But tax was not the only statutory payments the organisation evaded. CiZC also did not remit pension payments during the same period, the audit noted. “We noted that National Social Security Association (NSSA) pension and Pay As You Earn (PAYE) payments were not remitted at all for much of the year. Our tests detected that only one payment was made in May 2013,” Baker Tilly Gwatidzo noted in their report.

“Due to late payment of PAYE, Crisis in Zimbabwe Coalition suffered penalty of US$22,346,” the report continued, before making a recommendation that NSSA and PAYE payments be remitted by the 10th of the following month.

In response, the organisation said it had “approached all relevant authorities, and outstanding matters were resolved amicably.”

CiZC director, Macdonald Lewanika, told the Financial Gazette that his organisation failed to honour statutory obligations because of financial challenges the organisation faced in that particular period. “We did not hide from the Zimbabwe Revenue Authority (ZIMRA). There was nothing underhanded about it. We were unable to pay at that time because our financial inflows were low during that period. We did not get as much from our donors as we normally did and also some disbursements came late,” Lewanika said.

He added, “We have since worked out an arrangement with ZIMRA and we will be able to amicably resolve this because our finances are more stable this year.” The same audit report also noted that the organisation had also failed to comply with donor requirements by not submitting to USAID value added tax remittances.

“This could lead to disputes, resulting in withdrawal of funding,” Baker Tilly Gwatidzo pointed out in the report. Although it could not be established from USAID what their reaction if any was regarding this, Lewanika, who acknowledged the need for the organisation to abide by the donor set rules and regulations, told the Financial Gazette that so far there had not been a backlash yet and that the organisation was working hard to ensure compliance with all requirements as an ongoing process.

USAID is one of the major CiZC donors.

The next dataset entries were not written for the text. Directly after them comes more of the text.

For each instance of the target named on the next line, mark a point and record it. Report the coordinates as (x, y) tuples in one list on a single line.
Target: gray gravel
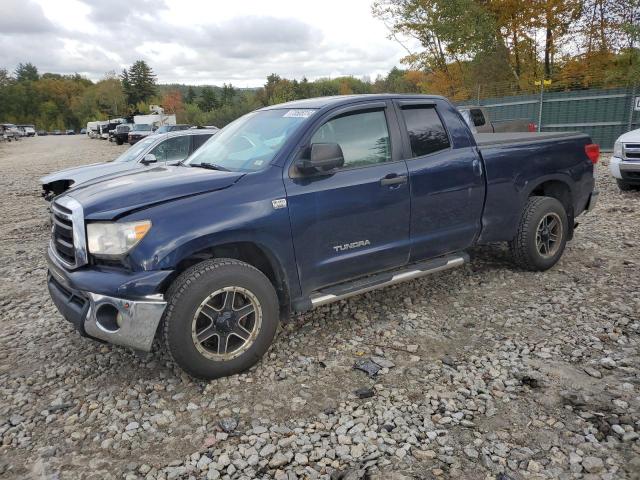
[(482, 371)]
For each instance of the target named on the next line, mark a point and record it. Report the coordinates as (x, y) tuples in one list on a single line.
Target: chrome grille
[(68, 241), (631, 151), (62, 234)]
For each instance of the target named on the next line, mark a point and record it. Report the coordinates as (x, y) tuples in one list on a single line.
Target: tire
[(535, 252), (624, 186), (198, 304)]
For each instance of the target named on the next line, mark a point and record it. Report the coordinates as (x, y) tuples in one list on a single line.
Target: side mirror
[(323, 158), (149, 158)]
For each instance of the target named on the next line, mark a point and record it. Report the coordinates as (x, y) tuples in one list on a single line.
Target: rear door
[(447, 183), (355, 221)]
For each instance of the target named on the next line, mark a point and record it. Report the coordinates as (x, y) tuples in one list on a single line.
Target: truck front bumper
[(121, 321), (627, 170)]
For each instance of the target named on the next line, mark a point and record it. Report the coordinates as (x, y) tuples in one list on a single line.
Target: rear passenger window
[(363, 137), (426, 132), (478, 117)]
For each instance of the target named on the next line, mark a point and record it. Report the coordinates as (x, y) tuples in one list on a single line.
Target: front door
[(356, 220)]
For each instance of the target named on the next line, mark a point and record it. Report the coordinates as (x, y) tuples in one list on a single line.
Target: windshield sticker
[(298, 113)]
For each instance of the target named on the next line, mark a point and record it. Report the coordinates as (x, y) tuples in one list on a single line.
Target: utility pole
[(633, 107)]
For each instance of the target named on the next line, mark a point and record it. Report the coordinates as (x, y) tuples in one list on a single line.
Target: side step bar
[(384, 279)]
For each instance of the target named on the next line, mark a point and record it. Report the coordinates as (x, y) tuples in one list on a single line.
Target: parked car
[(625, 161), (302, 204), (26, 130), (169, 148), (479, 121), (11, 132), (121, 133), (138, 132), (171, 128)]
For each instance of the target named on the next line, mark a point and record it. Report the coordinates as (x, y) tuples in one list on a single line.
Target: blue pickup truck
[(298, 205)]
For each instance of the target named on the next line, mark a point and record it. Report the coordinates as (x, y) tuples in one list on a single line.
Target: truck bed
[(488, 139)]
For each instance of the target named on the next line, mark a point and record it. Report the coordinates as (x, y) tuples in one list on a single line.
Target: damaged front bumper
[(130, 322)]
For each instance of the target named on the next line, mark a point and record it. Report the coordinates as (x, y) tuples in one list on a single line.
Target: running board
[(385, 279)]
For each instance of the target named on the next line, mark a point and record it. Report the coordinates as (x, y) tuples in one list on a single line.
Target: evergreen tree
[(26, 71), (190, 96), (228, 92), (208, 100), (138, 83)]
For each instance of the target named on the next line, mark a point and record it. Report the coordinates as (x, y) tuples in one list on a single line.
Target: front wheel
[(221, 318), (541, 235)]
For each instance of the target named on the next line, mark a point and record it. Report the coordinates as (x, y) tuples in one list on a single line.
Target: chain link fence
[(603, 113)]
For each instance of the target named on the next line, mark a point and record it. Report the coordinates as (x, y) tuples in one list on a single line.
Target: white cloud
[(197, 41)]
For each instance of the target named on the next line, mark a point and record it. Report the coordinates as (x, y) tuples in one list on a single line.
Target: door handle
[(477, 168), (393, 179)]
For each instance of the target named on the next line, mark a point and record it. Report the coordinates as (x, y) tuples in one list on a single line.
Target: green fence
[(603, 114)]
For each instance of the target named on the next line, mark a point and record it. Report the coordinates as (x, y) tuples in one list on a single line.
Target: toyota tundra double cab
[(298, 205)]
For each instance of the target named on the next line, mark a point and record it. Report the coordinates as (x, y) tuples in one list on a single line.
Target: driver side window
[(363, 137), (172, 149)]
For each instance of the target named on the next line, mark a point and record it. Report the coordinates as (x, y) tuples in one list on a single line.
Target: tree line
[(467, 49), (510, 45)]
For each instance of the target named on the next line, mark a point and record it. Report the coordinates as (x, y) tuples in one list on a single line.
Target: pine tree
[(138, 83), (208, 100), (190, 96), (26, 71)]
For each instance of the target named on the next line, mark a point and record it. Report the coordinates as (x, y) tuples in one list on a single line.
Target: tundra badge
[(352, 245), (279, 203)]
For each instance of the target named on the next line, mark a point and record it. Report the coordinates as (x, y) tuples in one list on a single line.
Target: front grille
[(62, 234), (631, 151)]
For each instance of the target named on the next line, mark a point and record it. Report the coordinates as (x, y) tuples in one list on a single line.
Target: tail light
[(593, 152)]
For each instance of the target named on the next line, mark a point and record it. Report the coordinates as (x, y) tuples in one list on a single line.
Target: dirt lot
[(489, 370)]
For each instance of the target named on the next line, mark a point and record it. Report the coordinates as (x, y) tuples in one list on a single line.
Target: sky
[(197, 41)]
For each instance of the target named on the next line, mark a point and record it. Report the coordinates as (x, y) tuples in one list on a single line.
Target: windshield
[(252, 141), (135, 151)]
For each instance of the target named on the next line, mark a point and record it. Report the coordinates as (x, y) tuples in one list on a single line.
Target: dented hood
[(116, 196)]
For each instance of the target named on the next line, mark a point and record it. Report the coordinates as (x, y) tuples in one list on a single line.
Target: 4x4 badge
[(279, 203)]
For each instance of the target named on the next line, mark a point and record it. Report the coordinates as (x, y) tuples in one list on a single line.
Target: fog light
[(107, 317), (119, 320)]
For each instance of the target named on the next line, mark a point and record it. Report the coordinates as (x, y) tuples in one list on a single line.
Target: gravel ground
[(485, 371)]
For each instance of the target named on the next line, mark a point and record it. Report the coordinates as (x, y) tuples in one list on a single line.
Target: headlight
[(617, 149), (115, 239)]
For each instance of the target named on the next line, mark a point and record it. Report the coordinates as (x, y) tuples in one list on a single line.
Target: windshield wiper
[(211, 166)]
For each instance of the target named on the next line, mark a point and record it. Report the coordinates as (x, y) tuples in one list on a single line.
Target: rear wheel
[(624, 186), (542, 234), (221, 318)]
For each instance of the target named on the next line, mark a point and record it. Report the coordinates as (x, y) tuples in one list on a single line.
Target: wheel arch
[(252, 253), (560, 189)]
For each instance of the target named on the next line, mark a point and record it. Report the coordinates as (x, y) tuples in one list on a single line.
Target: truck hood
[(88, 172), (120, 194)]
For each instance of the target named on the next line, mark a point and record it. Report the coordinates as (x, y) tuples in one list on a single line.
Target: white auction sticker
[(300, 113)]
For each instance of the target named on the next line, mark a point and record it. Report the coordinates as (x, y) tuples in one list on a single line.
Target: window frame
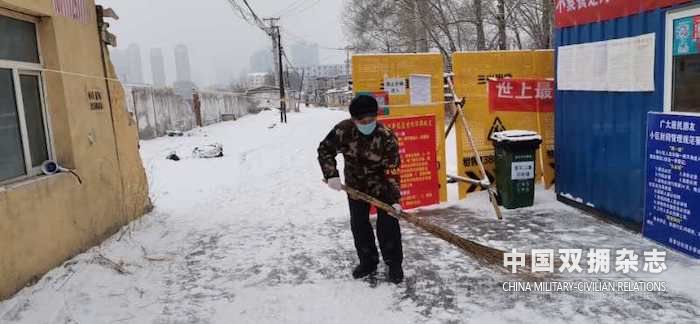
[(671, 17), (18, 69)]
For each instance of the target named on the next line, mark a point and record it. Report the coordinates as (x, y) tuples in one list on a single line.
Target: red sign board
[(419, 165), (580, 12), (521, 95)]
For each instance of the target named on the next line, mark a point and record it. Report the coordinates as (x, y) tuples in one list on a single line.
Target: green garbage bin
[(516, 167)]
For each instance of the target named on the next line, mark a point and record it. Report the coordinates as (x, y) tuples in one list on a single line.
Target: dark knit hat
[(363, 106)]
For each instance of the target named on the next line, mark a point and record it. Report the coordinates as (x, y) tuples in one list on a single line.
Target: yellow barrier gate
[(413, 86), (472, 72)]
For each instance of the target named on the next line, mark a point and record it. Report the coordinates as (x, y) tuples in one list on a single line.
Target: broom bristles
[(485, 254)]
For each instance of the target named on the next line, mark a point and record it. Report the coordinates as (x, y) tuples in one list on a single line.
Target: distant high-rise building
[(158, 67), (305, 54), (182, 63), (261, 61), (259, 79), (121, 65), (134, 71)]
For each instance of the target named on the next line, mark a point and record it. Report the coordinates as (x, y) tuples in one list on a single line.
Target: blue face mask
[(368, 128)]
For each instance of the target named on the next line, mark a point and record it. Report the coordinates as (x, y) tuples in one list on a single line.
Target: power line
[(294, 4), (301, 9), (300, 38)]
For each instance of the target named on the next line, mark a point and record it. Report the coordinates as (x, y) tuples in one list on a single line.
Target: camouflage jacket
[(371, 161)]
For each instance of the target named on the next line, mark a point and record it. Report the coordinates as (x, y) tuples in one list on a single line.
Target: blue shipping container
[(601, 136)]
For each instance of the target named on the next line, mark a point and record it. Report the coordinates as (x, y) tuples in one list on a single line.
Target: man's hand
[(335, 184)]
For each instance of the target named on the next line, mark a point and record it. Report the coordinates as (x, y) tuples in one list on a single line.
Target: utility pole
[(274, 32)]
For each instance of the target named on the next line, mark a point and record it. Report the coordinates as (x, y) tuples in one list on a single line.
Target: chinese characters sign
[(419, 166), (686, 36), (580, 12), (395, 86), (672, 215), (521, 95), (74, 9)]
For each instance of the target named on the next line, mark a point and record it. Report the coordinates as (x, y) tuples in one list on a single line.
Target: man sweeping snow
[(372, 160)]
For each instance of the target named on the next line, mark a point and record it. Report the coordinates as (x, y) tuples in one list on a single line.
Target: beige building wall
[(48, 219)]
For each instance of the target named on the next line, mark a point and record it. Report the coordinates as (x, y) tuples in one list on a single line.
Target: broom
[(484, 254)]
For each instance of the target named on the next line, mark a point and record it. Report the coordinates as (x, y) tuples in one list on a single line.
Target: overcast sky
[(220, 42)]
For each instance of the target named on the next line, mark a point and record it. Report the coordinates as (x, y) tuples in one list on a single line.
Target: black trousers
[(388, 233)]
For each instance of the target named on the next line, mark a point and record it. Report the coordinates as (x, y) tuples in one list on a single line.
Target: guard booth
[(616, 62)]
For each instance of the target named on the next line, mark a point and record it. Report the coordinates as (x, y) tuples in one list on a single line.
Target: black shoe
[(395, 274), (362, 271)]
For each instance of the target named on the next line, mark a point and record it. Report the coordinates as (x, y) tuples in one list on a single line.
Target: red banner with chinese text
[(419, 167), (521, 95), (580, 12)]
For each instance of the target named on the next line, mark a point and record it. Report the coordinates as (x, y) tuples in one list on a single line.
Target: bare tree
[(448, 26)]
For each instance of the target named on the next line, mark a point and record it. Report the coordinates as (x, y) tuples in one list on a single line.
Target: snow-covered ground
[(255, 237)]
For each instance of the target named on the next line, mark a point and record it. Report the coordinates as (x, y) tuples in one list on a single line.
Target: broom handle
[(374, 201)]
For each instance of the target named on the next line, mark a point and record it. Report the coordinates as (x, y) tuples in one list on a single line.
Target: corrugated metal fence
[(601, 136)]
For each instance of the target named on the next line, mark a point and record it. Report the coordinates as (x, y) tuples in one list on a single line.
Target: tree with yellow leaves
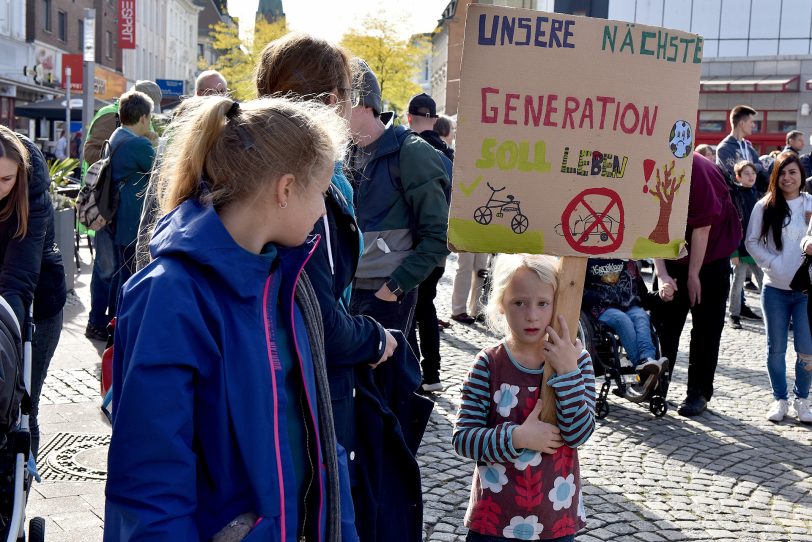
[(238, 57), (393, 60)]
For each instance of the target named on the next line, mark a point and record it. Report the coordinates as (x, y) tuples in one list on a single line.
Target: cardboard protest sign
[(575, 135)]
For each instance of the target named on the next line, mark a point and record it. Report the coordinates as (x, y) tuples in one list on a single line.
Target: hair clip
[(233, 111)]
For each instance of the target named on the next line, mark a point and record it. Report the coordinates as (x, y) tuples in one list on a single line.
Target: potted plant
[(64, 213)]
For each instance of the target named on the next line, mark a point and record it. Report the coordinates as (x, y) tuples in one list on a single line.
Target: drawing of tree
[(664, 190)]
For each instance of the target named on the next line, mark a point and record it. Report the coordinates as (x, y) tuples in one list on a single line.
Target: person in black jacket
[(421, 116), (745, 195), (30, 263), (312, 68), (616, 296)]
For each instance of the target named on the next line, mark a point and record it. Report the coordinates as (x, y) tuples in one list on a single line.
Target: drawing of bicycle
[(484, 214)]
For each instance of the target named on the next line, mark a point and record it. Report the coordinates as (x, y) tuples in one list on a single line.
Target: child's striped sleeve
[(575, 402), (472, 437)]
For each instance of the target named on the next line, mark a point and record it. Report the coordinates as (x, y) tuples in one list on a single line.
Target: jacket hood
[(434, 139), (194, 231)]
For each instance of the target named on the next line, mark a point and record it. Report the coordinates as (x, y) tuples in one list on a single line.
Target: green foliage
[(238, 57), (60, 171), (395, 61)]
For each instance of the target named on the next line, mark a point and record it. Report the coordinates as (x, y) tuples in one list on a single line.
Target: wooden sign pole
[(568, 295)]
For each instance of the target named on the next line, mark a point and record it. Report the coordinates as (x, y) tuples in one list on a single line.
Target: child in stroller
[(613, 314)]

Although the audit did not find any explicit fraud or misappropriation of funds, it in general noted that there were a number of control weaknesses which required attention at CiZC. Baker Tilly Gwatidzo recommended effective solutions in countering the control deficiencies within the organisation.

Meanwhile Lewanika’s contract is set to expire at the end of this month. This comes at a time after the former chairperson CiZC, Dewa Mavhinga, had earlier written communication that Lewanika’s contract be terminated following stormy misunderstandings that reeked of power tussles with underlying personal vendettas between the two. The stormy period saw 10 Bulawayo member organisations pulling out of coalition with the threats of more leaving over concerns of non consultation, inadequate representation, among other complaints.

Mavhinga’s intended termination of Lewanika on grounds of bad management, was later overridden in developments which saw the chairperson himself opting out in a resignation at a members’ meeting in November leaving Lewanika to work through his contract. With the end date of the contract drawing closer it is not clear yet whether or not it will be renewed.

Lewanika told the Financial Gazette that he would wait upon the board to decide his fate. “I will wait to hear from the board,” he said, before adding, “I am not bent on staying here forever but I do not want to be chased like a thief. I would like a chance to clear my name and navigate the organisation well out of the storm.”